Data lakes and legacy systems: part 1

19-02-2024 | 4 lecture minimale | Décommissionnement des systèmes legacy, Tendances informatiques

Typically, organisations deal with hundreds of applications that, over time, are replaced, and these sunset systems are decommissioned. In this article, we will address the basic concept of data lakes and how this is linked to legacy systems. In part 2, we’ll assess what are the consequences of legacy applications on your data lake.

What do we mean by “data lake”? Data lakes refer to “a solid architecture, logically centralized, a highly scalable environment filled with different types of analytic data that are sourced from both inside and outside your enterprise with varying latency, and which will be the primary go-to destination for your organization’s data-driven insights”, as defined on the book Data lakes for dummies written by Alan R. Simon

Data in a data lake may be seen as previously owned data that is refurbished and could be used again by a new owner.

Typical data ingestion for a data lake is the ELT process (Extract Load and Transform). The trick is that the transformation may happen at a later stage. No upfront data analysis is required (schema on read rather than schema on write). The typical historical ETL tools are provided by Informatica or IBM datastage, however, new ones are now available such as AWS lake formation.

Data lakes are constructed from potentially dozens of sources which can be applications, products, services, IoT, or any data source. The flow may come from batch, streaming, or more probably from both source types. It’s a loosely coupled architecture.

A catalog, or directory keeps track of the data contained in the data lake and what associated rules apply to the different groups of data. This is named ‘metadata’. In order to get reporting (OLAP/BI) from your data lake, you’ll need to add a semantic layer. A semantic layer may be a time slice and dice of facts (such as revenues (according to dimensions (such as customers).

The problem with data warehouses is they may become data dumps while the issue with data lake is they may become data swamp.
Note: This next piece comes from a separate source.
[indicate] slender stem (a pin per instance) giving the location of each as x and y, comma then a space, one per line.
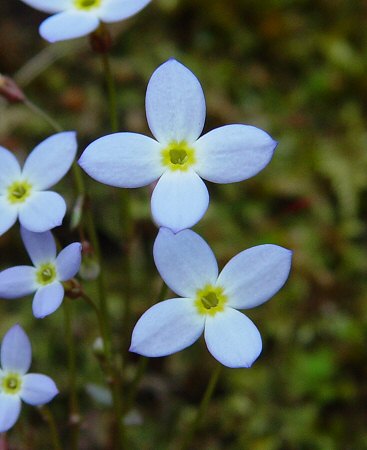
74, 411
50, 420
202, 408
An important data lake feature is that it is possible to use different storage options (i.e. blob storage and SQL database storage for instance) for different usage. Your data lake does not need to be a monolithic architecture but becomes a component-based architecture.
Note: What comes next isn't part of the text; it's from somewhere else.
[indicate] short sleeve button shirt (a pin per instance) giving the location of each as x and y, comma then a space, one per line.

Semi-structured data is in between structured and unstructured data. It includes -but is not limited to – blog posts, social media posts, teams or Slack messages, text, and email.

Most corporations will have to contend with legacy data and legacy analytical data, most likely from data warehouses and data marts. For example, in the SAP environments, SAP BI systems will be phased out of maintenance by 2027/2030 and replaced with SAP Datasphere.

Let’s consider three parts of a data lake: Bronze zone, Silver zone, and gold zone:

The bronze zone (also named raw zone or landing zone) includes the following items: data ingestion, data storage and management, and data cataloging. Some years ago, we would have considered HDFS here (Hadoop Distributed Dile system), but this technology seems to be outdated now.

The bronze zone may include database storage, so you may ingest a full database table structure, primary and foreign key relationships, and any range-of-value and list-of-value constraints.

Raw data may still be used, so the bronze zone also supports analytics in different forms.

The silver zone, also known as processed zone, allows for data cleansing and transformation, data refinement and data enrichment.

The gold zone (also known as the published zone) is where we find the most relevant data. It is sometimes referred to as “the golden source” or “the source of truth”.

  • We must not forget data lineage, which refers to the process of tracking the flow of data over time, providing a clear understanding of where the data was originated, how it has changed, and its ultimate destination within the data pipeline.
  • And how long data should be kept in your data lake? well, it may be forever, or just for a few hours (Amazon Kinesis data stream default residence time is 24 hours, just to set an example of a common large-scale real-time streaming service). You may also classify data in between Hot, Cool, and Archive, or in between Hot, Cold, and Frozen, or between Hot, Warm, and Cold (different terminologies apply).
  • We have different types of users in a data lake: passive users will only have access to statics PDF (the stories from SAP SAC) but a light analytics user can also access the actual data.

Please note we are discussing data lakes, and not data warehouse, data mesh or data fabrics. These terms do have a lot in common. For instance, data mesh was first coined in 2018 (Forester Research) as an approach to data that decentralizes ownership and democratizes access. Data Mesh has been used in recent years, starting with Mark Russinovich and his “data gravity”: where businesses collect larger quantities of information and then struggle to manage them.

I will personally be more aligned with the data fabric concept and the data pipeline concept. As defined by Padmaraj Nidagundi, an experienced software engineer, “Data fabrics bridge legacy environments with new cloud-native implementations providing target systems with specific data they need while maintaining security concerns. Data fabrics is a framework, not a technology”.

In conclusion, the concept of data lakes represents a pivotal evolution in managing and harnessing vast amounts of diverse data from both internal and external sources. This article has explored the fundamental definition of data lakes, emphasizing their role as a centralized, scalable repository for a variety of analytic data. As organizations grapple with legacy applications, the link between data lakes and these outdated systems becomes crucial, with the forthcoming Part 2 addressing the consequences on data lakes.